Hmm. Szukam kogoś podobnego do mnie. Fobiczki?

sharewell

Nowicjusz
Dołączył
5 Kwiecień 2011
Posty
6
Punkty reakcji
1
Tak wiec. Jestem fobikiem.. Od czasow podstawowki, coraz bardziej balem sie praktycznie kazdej aktywnosci.. Nie nawidzilem chodzic do szkoly (dlatego teraz chodze do liceum dla doroslych. W tym roku matura, ale nie wiem czy wogole do niej przystapie.. Nie wyobrazam sobie ustnej matury jak narazie.), kazde wyjscie z domu, czy to do sklepu, czy gdziekolwiek indziej, tramwaju, autobusu wiaze sie ze sporym stresem.. Znacie to. W kolko patrze na siebie w komorce czy przypadkiem jakos glupio nie wygladam, w kolko rozgladam sie dookola czy ktos sie na mnie nie patrzy, w glowie ciagle mysli typu "chyba mam glupia pozycje reki/nogi/czegokolwiek.. musze zmienic bo wszyscy sie na mnie patrza" itd.

Nie mam przyjaciol. Chyba ze do takich mozna zaliczyc ludzi ktorych poznalem przez internet, na ktorym notabene nie widac po mnie ze jestem niesmialy.. Tak, internet to jest jedyne miejsce w ktorym czuje sie swobodnie. Od mniej wiecej 2002-2003 roku gram w kilka gier online, przez ktore poznalem kilku bardzo wartosciowych i ciekawych ludzi, takze zza granicy, z ktorymi ciagle rozmawiam i utrzymuje kontakty. Wlasciwie to dzieki nim, i dzieki komputerowi potrafie jeszcze czerpac nieco radosci z zycia.

Poza komputerem, uwielbiam fantasy, a wiec wszelkie zwiazane z nim ksiazki, gry RPG, a takze muzyke (metal, power metal itp). Ostatnio brat (Zapomnialem wspomniec ze to jedyna osoba w realu przy ktorej zapominam jaki jestem.) zarazil mnie modelarstwem, no i tak kleje sobie od pol roku ;). Probowalem roznych rzeczy, gry na gitarze, nauki programowania, tworzenia stron, jednak zawsze moj slomiany zapal bral gore.

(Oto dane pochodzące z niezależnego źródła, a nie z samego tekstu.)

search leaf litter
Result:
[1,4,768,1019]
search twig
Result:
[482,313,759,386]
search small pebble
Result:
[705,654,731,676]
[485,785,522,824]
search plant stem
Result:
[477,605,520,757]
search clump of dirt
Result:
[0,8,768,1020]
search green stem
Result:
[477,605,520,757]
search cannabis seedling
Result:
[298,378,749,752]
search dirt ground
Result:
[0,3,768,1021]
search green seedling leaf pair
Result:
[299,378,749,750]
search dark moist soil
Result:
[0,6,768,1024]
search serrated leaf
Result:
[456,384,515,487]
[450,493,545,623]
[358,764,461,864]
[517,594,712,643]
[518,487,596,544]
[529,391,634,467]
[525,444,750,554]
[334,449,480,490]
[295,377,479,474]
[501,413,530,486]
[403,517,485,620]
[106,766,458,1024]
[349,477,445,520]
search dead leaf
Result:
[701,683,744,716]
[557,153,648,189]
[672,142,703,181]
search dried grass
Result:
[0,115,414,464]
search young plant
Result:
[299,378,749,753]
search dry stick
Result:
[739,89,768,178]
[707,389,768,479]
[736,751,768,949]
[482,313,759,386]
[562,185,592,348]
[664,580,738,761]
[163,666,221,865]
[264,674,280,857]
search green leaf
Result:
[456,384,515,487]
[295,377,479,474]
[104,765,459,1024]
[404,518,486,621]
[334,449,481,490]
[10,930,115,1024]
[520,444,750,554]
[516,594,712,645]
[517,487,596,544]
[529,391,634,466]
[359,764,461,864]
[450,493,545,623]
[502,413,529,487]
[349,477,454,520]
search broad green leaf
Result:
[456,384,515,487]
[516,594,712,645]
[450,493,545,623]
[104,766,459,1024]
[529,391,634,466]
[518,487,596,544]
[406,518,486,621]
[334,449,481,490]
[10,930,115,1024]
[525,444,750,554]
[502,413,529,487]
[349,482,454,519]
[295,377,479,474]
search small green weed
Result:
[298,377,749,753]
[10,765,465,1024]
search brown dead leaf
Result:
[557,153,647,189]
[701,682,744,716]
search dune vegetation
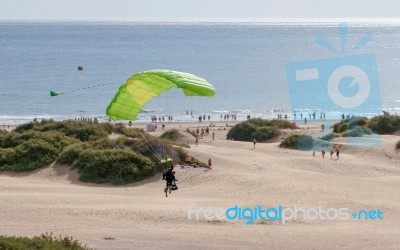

Od jakiegos czasu walcze ze soba. Chcialbym cos zmienic w moim zyciu, jednak zbyt czesto przychodzi zniechecenie, bezradnosc, i uczucie obojetnosci. Czesto przez wiele dni jest mi obojetne czy moje zycie sie zmieni, czy zamieszkam i przezyje zycie sam, czy znajde kogos i zupelnie wylecze sie z tej fobii/niesmialosci..

Mimo wszystko chcialbym jednak znalesc kiedys jakas dziewczyne.. Najlepiej taka podobna do mnie, zeby razem jakos przejsc przez zycie ;)


No, to tyle opowieści z mojego przegranego życia. Pewnie coś pominąłem.. Aha. Wiek, 22.